Re: [PATCH 2 of 4] ima: related Makefile compile order change and Readme

From: Reiner Sailer (sailer@private)
Date: Sun May 22 2005 - 16:59:55 PDT

Pavel Machek <pavel@private> wrote on 05/22/2005 03:37:17 PM:

> Hi!
> > +Limitations: IMA does not detect corruption of software once it is
> > +loaded into main memory. Instead, it indicates known vulnerabilities
> > +in such software (e.g., buffer overflow) by securely identifying the
> > +software at load-time. Only executable files (binaries, libraries,
> > +kernel modules) are measured by default. However, IMA offers a
> > +sysfs-interface that allows applications to instruct the kernel to
> > +measure files that they have opened.
> What is it good for, then? So I have to put my backdoor into script,
> not into an executable...

Scripts can be measured as well (from the user space).
For example, equipping the bash shell with 5-10 lines of code, bash 
initiates IMA measurements on scripts and files that are sourced into bash before 
they are "executed" by bash. This way, startup scripts and executed scripts can 
be logged as measurements and the measuremnt list will include them. 

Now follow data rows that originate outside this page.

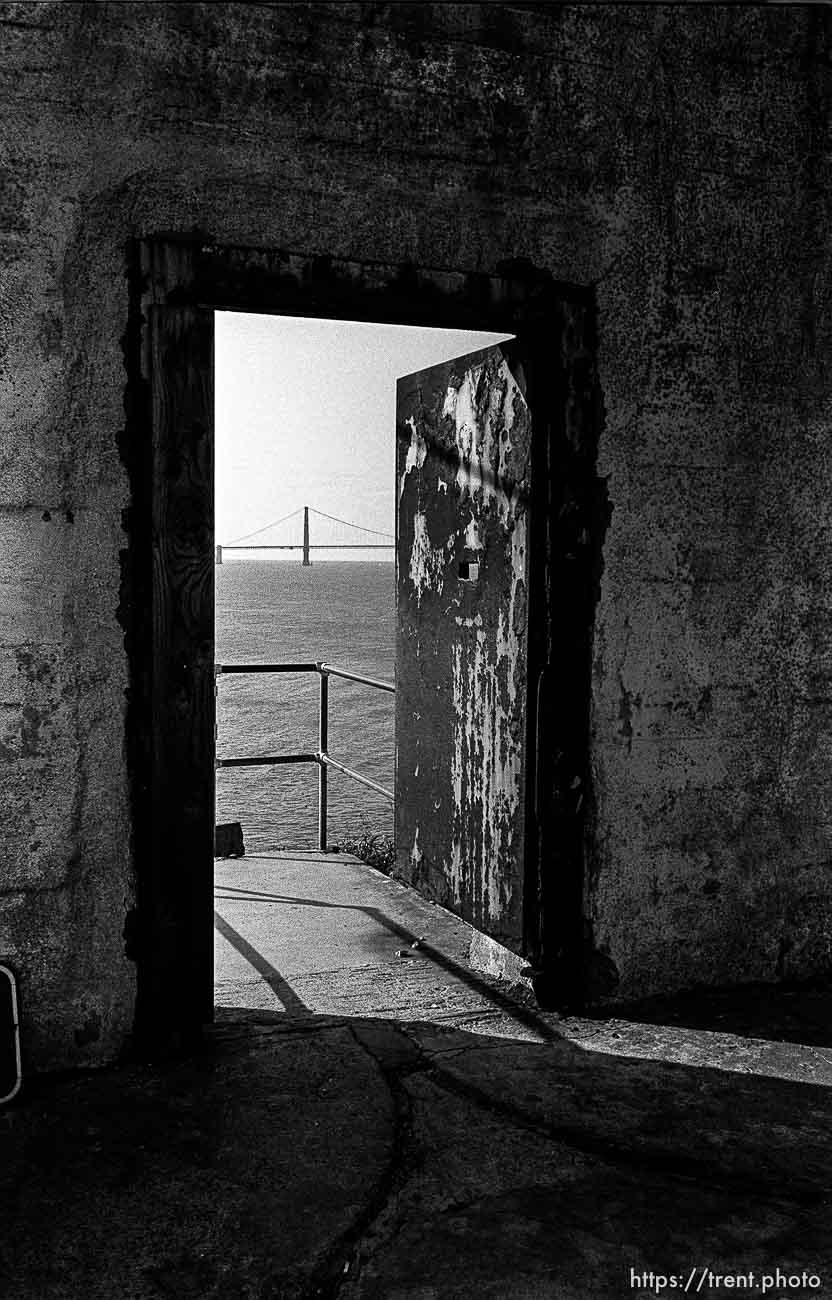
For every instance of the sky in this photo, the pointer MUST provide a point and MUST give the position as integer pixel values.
(306, 416)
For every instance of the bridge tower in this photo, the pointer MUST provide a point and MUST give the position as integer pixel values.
(306, 536)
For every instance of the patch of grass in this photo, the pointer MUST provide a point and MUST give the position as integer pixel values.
(375, 849)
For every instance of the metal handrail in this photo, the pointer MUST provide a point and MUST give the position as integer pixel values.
(323, 758)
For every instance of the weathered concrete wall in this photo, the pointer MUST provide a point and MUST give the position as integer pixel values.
(463, 464)
(675, 156)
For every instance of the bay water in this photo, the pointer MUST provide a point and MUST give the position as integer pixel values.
(277, 611)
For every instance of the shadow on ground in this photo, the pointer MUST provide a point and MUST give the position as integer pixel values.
(304, 1155)
(793, 1013)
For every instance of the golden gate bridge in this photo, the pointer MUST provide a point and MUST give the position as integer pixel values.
(304, 545)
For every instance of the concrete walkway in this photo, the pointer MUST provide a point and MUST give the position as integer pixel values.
(376, 1126)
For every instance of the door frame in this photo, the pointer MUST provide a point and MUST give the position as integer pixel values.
(167, 934)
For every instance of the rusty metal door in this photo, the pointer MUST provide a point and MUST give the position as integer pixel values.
(463, 479)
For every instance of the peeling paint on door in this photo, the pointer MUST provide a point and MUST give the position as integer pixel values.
(463, 475)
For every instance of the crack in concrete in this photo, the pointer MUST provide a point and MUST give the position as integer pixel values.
(676, 1166)
(343, 1260)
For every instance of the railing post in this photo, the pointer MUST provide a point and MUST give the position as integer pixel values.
(323, 733)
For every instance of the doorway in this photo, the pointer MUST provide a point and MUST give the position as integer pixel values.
(169, 575)
(306, 646)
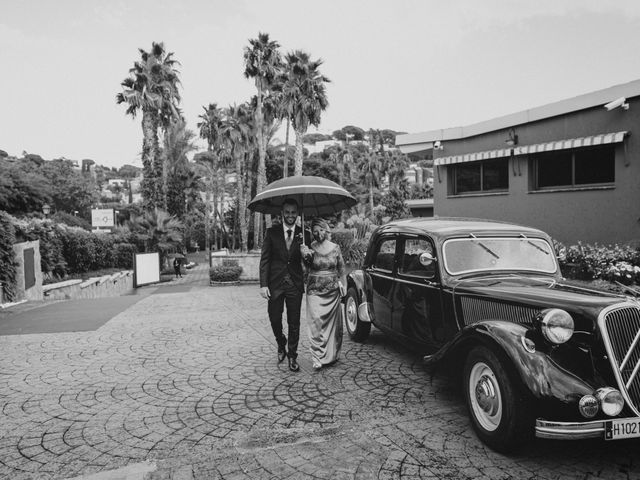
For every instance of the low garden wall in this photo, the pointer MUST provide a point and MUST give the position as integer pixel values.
(28, 273)
(113, 285)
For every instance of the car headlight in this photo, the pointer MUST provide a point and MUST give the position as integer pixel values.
(611, 401)
(557, 325)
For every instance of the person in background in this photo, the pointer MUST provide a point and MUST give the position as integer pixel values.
(326, 285)
(176, 267)
(281, 280)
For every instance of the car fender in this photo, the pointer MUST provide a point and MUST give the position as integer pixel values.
(357, 280)
(541, 376)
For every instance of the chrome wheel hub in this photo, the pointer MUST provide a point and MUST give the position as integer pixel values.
(351, 314)
(485, 396)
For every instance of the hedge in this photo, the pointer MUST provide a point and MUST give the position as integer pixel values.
(72, 250)
(8, 265)
(614, 263)
(227, 271)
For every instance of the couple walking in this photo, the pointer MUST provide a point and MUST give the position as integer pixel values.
(284, 261)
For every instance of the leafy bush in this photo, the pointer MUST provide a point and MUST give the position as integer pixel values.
(619, 263)
(8, 266)
(123, 255)
(353, 249)
(227, 271)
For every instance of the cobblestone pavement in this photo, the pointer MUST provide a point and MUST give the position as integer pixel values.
(186, 385)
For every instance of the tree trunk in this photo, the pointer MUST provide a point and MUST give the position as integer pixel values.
(371, 197)
(262, 172)
(239, 203)
(147, 186)
(157, 165)
(285, 166)
(245, 200)
(299, 153)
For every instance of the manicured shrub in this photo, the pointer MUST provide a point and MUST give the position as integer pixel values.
(227, 271)
(123, 255)
(8, 266)
(613, 263)
(353, 249)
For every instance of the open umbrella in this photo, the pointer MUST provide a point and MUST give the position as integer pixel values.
(315, 196)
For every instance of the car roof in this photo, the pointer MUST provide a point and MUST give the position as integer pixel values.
(457, 226)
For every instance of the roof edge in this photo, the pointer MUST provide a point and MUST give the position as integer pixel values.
(581, 102)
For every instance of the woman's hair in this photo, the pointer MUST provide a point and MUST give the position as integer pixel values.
(322, 223)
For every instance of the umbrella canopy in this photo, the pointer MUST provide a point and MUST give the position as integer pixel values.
(315, 196)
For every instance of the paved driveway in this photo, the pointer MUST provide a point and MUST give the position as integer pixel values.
(186, 385)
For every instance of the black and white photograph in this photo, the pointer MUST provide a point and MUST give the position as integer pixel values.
(363, 240)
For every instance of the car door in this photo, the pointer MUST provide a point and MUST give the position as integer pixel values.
(381, 273)
(417, 304)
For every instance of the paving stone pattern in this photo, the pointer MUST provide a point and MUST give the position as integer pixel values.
(189, 381)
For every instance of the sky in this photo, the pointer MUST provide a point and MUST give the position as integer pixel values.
(406, 65)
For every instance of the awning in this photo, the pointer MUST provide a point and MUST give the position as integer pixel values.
(601, 139)
(472, 157)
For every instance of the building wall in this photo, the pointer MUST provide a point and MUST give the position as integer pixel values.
(590, 215)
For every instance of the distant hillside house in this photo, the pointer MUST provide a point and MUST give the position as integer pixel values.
(571, 168)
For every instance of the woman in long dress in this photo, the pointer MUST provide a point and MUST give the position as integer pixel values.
(325, 287)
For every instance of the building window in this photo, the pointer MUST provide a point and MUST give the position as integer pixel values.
(575, 168)
(475, 177)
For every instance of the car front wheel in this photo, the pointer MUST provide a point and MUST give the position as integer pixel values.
(498, 411)
(358, 330)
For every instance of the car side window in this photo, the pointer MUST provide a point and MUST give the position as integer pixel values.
(385, 255)
(411, 265)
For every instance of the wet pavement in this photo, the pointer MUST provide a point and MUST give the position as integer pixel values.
(184, 383)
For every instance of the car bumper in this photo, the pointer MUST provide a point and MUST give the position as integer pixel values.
(578, 430)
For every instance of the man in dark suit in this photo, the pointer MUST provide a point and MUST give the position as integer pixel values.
(281, 280)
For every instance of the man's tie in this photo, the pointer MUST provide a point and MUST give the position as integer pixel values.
(288, 239)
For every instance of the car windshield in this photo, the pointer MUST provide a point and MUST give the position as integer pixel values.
(478, 254)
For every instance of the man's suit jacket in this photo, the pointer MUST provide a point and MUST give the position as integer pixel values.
(276, 262)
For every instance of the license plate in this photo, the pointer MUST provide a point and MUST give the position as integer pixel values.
(623, 428)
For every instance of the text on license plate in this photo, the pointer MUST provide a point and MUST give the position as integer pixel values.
(623, 428)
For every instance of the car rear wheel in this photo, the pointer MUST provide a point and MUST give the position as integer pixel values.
(358, 330)
(498, 410)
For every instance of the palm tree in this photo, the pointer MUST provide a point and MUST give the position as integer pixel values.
(157, 230)
(152, 87)
(236, 136)
(304, 96)
(262, 62)
(179, 141)
(210, 130)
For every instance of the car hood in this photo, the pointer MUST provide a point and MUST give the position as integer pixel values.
(544, 292)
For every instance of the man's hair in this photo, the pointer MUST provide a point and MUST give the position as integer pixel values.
(290, 201)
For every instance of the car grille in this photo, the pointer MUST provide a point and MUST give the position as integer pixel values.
(477, 309)
(621, 329)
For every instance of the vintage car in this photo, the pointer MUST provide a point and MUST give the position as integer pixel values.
(487, 299)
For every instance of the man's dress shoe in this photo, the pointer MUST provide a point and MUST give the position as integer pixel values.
(282, 353)
(293, 365)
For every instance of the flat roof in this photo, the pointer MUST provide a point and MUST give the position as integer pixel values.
(419, 141)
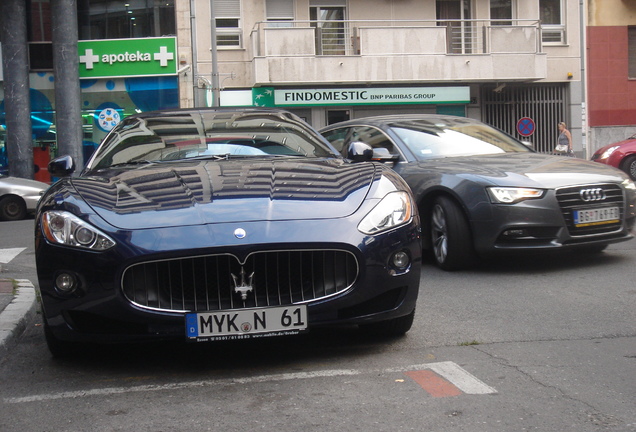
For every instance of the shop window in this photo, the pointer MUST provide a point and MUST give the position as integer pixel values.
(553, 27)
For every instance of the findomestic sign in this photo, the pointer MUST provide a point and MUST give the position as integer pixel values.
(360, 96)
(114, 58)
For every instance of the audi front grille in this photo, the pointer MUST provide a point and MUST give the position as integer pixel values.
(591, 197)
(221, 282)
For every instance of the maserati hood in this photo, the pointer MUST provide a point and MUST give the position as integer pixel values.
(206, 192)
(525, 170)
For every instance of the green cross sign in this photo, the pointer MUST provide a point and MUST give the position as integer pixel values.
(127, 57)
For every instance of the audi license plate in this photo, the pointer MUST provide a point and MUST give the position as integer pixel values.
(246, 323)
(596, 216)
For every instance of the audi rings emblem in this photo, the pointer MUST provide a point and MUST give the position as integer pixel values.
(589, 195)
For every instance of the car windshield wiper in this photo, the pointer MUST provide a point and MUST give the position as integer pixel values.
(135, 162)
(207, 157)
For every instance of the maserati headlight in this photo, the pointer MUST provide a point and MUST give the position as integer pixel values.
(64, 228)
(393, 210)
(607, 153)
(508, 195)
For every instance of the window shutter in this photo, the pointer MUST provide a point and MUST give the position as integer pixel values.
(280, 9)
(631, 47)
(227, 8)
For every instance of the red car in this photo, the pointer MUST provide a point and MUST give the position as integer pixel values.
(620, 155)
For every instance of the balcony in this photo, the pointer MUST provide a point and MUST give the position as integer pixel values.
(346, 52)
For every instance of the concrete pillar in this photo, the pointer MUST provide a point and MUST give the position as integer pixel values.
(68, 113)
(17, 103)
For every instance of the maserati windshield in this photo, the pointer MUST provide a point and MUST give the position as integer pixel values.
(201, 135)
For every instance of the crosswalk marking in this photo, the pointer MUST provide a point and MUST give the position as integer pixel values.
(449, 371)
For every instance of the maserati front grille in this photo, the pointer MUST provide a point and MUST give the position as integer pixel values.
(222, 282)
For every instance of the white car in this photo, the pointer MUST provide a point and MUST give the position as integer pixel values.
(19, 196)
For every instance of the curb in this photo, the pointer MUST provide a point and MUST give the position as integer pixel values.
(15, 316)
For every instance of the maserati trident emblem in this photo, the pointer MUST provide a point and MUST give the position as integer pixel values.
(596, 194)
(243, 286)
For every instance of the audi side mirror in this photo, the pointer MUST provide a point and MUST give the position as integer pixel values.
(62, 166)
(359, 152)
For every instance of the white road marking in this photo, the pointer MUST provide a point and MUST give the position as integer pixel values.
(462, 379)
(6, 255)
(448, 370)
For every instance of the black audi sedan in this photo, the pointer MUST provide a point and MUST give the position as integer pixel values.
(481, 192)
(216, 224)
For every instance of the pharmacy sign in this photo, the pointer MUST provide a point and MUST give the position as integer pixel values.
(114, 58)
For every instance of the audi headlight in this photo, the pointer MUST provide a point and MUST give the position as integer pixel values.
(393, 210)
(607, 153)
(508, 195)
(66, 229)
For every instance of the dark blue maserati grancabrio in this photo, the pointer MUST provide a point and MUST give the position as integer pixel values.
(216, 224)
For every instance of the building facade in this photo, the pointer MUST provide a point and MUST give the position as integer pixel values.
(611, 70)
(516, 64)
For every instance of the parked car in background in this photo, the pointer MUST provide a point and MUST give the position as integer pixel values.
(481, 192)
(621, 155)
(19, 197)
(215, 224)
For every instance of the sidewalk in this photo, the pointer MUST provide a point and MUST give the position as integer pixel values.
(17, 306)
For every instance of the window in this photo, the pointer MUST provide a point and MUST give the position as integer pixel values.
(331, 32)
(461, 33)
(551, 15)
(228, 23)
(129, 19)
(631, 47)
(501, 10)
(280, 11)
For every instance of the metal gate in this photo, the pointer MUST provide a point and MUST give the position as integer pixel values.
(503, 106)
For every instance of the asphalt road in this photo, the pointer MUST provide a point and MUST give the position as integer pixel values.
(542, 343)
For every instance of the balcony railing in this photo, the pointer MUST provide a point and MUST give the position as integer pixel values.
(352, 38)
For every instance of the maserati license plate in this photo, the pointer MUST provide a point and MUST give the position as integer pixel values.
(246, 323)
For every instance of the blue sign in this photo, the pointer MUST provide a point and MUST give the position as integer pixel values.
(525, 126)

> > +Some of our work shows that IMA is very useful to detect Rootkit
> > +exploits that totally take over the software of a Linux system but
> > +cannot hide themselves from contributing to the TPM aggregate and this
> > +will be detectable from a non-corrupted platform. While the corrupted
> > +system might not show the Rootkit, a remote party can securely
> > +identify known bad or unknown software having been loaded into the
> > +system.
> How does it work? It is corrupted software, not your TPM chip that is
> talking over network.... Do you sign the measurements inside TPM chip?
>                         Pavel

We sign the _integrity_value_ of the measurements inside the TPM.

TPMs offer signing of their so-called Platform Configuration 
Registers (PCR) inside the TPM (Quote). IMA uses one of these PCRs (kernel 
configuration option) to maintains an integrity value over the 
kernel-held measurement list. Whenever a new measurement is added, we 
also adjust the TPM PCR holding the integrity value (that's why we call 
it also a measurement aggregate).

You retrieve not only the measurement list from a system (kernel) but also 
a signature over the TPM PCR holding the integrity value. Nonces 
(random numbers) are used to protect against replay of old signed TPM PCR 
contents by the kernel. Since PCR is signed inside the TPM together with 
the nonce, corrupt system software can't cheat unnoticedly.

IMA implements the measurment hooks and maintains the measurement list 
and its integrity value in the TPM PCR. Services retrieving and evaluating 
measurement lists can be based on top of IMA.